O ministro também repercutiu a divulgação do relatório do Centro de Pesquisa de Desenvolvimento em Telecomunicações (CPqD) sobre o modelo de referência do SBTVD, que foi divulgado pela imprensa especializada. De acordo com o documento, os custos para o usuário, as Unidades Receptoras Digitais (URDs) do padrão ISDB seriam de 15% a 18% mais caras que as URDs do padrão europeu (DVB) - algo a partir de 761 reais -, dependendo da complexidade e dos recursos da caixa, mas esse cálculo não leva em conta os royalties do middleware e do sistema de modulação japonês, pois os dados não foram fornecidos. No caso do ATSC, o custo das URDs seria de 8% a 10% maior - por volta de 715 reais.

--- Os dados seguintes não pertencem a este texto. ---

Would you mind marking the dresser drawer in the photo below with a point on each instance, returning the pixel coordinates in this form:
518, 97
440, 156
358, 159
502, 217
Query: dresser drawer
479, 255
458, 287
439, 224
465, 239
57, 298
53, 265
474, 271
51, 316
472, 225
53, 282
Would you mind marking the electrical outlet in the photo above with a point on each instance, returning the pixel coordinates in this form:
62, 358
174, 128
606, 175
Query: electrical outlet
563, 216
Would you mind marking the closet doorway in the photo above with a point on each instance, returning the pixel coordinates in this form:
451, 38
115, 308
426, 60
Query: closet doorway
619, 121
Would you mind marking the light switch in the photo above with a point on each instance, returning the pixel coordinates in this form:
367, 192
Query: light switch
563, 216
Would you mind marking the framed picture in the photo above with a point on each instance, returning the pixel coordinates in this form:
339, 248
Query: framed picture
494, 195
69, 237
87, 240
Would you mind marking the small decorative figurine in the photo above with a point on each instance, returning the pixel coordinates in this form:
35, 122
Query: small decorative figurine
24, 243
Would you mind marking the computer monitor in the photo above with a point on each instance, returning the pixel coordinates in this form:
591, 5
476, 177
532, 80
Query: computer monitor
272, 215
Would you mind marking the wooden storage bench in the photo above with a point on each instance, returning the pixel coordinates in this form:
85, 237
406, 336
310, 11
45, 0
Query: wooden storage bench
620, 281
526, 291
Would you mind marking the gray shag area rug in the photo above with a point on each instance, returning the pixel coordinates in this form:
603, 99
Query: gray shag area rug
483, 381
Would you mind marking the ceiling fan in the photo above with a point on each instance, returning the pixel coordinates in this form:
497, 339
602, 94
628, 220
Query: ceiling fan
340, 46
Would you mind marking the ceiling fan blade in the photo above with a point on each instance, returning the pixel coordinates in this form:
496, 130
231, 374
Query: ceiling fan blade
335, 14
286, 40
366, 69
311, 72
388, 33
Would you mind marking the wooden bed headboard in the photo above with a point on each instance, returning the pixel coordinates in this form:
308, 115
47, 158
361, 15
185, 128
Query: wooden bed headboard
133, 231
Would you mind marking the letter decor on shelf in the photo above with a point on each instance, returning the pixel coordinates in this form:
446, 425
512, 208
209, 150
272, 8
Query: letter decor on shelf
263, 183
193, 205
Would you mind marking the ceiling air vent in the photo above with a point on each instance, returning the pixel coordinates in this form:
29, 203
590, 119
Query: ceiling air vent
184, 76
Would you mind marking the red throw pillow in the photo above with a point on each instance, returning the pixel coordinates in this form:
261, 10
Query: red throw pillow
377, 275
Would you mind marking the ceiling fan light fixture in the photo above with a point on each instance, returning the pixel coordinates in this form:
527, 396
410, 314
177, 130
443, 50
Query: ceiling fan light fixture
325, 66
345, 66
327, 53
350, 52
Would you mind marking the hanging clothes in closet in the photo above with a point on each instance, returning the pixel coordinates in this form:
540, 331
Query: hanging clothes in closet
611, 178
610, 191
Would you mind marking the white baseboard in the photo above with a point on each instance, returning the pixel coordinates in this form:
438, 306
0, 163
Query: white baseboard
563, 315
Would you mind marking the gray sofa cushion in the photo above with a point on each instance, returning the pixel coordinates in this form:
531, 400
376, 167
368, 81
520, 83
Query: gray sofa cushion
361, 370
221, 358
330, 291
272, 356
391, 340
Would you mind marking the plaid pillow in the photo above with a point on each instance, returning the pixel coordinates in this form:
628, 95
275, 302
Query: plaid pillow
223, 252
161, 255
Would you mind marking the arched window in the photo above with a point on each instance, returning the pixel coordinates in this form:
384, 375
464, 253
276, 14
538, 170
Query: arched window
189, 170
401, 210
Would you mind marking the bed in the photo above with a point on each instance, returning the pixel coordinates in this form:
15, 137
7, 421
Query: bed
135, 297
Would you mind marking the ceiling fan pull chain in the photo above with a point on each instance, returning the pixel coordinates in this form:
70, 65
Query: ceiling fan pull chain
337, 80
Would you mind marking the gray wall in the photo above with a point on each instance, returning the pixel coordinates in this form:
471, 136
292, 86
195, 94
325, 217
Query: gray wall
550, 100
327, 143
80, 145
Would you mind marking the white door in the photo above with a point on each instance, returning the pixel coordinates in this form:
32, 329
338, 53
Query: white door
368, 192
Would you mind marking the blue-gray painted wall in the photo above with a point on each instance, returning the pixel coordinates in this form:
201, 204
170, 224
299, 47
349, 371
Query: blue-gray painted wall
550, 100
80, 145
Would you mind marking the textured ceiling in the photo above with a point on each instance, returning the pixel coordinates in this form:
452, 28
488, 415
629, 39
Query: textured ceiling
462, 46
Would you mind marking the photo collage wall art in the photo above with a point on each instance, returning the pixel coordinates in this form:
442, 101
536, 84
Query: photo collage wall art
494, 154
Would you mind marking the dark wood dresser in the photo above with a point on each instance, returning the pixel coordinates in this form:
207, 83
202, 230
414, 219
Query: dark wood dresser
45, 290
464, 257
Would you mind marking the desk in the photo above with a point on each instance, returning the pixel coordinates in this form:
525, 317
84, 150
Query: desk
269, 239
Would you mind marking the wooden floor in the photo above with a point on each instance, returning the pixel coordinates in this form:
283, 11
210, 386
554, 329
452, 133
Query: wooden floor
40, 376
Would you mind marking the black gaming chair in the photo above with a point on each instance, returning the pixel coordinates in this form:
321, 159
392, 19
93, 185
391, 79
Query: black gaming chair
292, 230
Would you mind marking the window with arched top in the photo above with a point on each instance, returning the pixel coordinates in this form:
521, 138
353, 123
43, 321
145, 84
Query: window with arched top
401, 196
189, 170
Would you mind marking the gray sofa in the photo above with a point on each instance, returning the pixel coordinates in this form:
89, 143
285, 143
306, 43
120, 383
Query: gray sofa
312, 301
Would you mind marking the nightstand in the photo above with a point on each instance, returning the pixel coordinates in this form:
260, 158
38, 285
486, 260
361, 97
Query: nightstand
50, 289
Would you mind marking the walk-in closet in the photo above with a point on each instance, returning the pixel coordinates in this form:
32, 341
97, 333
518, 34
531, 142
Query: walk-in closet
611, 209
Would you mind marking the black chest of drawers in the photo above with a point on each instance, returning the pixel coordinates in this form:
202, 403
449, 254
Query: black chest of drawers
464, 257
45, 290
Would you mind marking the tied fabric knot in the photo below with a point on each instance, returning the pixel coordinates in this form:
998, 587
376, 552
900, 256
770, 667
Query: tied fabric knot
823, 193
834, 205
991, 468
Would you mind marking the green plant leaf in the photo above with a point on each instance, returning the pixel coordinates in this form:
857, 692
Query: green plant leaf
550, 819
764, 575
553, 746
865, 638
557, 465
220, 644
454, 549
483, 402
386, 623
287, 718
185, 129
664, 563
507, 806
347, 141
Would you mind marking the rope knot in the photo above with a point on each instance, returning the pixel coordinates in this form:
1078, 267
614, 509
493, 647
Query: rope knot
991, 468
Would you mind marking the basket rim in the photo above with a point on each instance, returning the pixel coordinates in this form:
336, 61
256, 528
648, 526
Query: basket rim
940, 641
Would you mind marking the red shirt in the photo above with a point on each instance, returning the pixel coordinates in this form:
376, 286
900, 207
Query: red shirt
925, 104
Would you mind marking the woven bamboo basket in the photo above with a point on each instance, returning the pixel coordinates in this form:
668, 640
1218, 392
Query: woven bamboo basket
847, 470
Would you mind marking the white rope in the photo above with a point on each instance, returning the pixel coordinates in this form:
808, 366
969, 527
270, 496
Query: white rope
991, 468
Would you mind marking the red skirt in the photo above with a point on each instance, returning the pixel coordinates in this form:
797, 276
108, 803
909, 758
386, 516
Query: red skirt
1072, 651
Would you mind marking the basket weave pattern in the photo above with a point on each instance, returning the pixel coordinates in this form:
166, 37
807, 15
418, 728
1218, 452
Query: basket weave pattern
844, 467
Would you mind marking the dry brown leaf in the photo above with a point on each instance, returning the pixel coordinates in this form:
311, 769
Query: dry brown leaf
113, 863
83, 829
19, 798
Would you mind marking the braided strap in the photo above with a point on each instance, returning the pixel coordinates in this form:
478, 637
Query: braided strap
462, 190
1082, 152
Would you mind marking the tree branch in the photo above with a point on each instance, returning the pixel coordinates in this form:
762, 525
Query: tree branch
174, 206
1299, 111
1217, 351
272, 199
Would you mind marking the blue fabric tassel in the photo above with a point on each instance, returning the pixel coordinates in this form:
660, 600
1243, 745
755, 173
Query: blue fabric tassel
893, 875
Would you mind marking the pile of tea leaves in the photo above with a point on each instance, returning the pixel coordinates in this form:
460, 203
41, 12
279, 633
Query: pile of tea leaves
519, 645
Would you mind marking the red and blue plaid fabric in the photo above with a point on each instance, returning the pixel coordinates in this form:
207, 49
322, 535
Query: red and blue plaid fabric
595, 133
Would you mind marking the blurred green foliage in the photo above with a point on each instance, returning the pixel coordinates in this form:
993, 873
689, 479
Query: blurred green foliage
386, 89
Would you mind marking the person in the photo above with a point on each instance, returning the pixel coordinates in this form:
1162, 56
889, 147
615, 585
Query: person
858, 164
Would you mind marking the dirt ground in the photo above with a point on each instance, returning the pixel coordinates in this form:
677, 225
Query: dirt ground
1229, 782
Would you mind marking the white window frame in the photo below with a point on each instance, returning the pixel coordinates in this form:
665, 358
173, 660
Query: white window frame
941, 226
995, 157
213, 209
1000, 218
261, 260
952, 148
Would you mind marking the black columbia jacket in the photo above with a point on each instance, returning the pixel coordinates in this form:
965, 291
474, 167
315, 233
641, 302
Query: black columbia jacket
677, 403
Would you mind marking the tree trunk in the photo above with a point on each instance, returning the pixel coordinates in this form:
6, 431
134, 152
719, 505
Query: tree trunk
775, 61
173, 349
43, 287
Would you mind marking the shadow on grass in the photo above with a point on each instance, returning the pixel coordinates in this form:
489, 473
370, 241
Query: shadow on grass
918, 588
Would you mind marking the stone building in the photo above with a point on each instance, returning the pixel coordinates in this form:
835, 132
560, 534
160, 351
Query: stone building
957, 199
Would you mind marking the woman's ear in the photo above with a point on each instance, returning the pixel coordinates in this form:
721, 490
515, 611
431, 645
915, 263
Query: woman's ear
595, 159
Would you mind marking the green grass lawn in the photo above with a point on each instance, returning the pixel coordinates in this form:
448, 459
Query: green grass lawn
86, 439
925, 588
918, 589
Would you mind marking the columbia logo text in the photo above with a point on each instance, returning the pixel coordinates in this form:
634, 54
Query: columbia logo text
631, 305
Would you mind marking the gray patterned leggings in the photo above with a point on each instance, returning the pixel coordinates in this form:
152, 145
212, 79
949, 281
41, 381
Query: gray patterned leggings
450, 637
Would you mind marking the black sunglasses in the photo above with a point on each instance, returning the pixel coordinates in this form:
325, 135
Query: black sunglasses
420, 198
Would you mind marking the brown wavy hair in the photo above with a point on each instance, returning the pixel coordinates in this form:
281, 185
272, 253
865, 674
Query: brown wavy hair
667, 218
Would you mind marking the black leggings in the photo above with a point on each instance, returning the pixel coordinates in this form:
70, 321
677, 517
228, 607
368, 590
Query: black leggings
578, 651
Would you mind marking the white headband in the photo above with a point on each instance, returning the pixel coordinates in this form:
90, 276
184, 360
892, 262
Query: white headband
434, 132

O custo da URD varia muito, sendo menor em uma caixa básica e maior em uma caixa avançada, com maior possibilidade de interatividade, capacidade para alta definição e definição padrão, etc. No caso do DVB, elas custariam entre 233 reais e 662 reais, por exemplo. A caixa não computa o custo do monitor de vídeo, que pode ser um monitor de LCD, plasma ou uma tela com definição padrão, por exemplo, e cujo custo varia de acordo com o tamanho. O ministro contestou, no entanto, os valores e disse que no padrão ATSC o custo seria de 53 dólares e que havia fabricantes que anunciaram a produção em 43 dólares.
O documento do CPqD conta com 141 páginas e faz uma ampla análise do SBTVD, com capítulos destinados a alternativas de modelos de implantação e exploração, análise de viabilidade de riscos e de oportunidades e propostas de modelo de implantação e de exploração.